Já a “sugestão” ao cliente, por parte
Questão bem pertinente. Consta ser facultativo, mas no fim vem o total, como devido (due)… Quem se dá ao ‘incómodo’ (sovina, segredariam lá dentro) de recusar e pedir nova factura?
Eu sou a favor da gorjeta (se ficar minimamente satisfeito com o serviço), mas como acto absolutamente espontâneo e sem sujeição a percentagem…
E, quanto ao relato, bonito!
Conclusão do meu comentário – Margarida Chagas Lopes:
…Já a “sugestão” ao cliente, por parte do restaurante, de deixar gorjeta, só posso interpretar como a admissão implícita de que tem consciência de pagar mal aos empregados e parece-me pouco ético.
Assunto de grande atualidade. Também não concordo com a gorjeta incluída na fatura.

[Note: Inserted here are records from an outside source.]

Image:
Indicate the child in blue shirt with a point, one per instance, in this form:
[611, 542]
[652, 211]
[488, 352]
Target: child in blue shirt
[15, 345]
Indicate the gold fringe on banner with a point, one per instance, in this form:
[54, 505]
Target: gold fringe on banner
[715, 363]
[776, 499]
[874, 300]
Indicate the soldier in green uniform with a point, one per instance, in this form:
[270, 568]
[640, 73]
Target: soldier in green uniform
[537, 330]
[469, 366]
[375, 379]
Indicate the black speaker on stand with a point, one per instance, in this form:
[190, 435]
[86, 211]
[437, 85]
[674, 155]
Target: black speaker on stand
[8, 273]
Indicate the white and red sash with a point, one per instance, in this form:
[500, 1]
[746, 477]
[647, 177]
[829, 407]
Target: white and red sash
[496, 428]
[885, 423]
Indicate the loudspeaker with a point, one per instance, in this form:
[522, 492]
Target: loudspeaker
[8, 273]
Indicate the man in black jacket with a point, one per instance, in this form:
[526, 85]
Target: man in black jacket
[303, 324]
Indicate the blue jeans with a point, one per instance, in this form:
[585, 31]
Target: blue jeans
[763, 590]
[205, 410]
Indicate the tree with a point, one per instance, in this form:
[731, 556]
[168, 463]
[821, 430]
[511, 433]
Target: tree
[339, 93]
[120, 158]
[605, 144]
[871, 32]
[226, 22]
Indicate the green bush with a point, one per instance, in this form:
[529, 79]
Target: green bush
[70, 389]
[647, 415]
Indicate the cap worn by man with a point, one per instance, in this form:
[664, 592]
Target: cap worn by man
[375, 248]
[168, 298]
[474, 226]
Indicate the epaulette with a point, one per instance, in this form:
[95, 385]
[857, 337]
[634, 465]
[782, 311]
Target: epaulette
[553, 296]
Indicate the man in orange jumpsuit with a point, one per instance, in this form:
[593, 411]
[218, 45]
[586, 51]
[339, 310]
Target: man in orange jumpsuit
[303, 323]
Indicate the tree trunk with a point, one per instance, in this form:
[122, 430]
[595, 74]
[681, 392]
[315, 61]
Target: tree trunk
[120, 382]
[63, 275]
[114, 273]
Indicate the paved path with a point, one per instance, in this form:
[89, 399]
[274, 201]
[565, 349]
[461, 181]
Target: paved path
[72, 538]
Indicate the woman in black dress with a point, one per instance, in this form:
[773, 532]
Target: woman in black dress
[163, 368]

Só espontaneamente se o serviço o justificar.
A meu ver, é sempre mais simpática a caixinha com ranhura estrategicamente colocada. Como se está a pagar por via digital e como a gorjeta é algo de complementar e pessoal, alguns estabelecimentos já disponibilizam a função de a gorjeta ser faturada à parte. Ainda sou do tempo – não sei como é agora – em que, na roleta, a gorjeta era anunciada alto e bom som: ‘Gratificação!’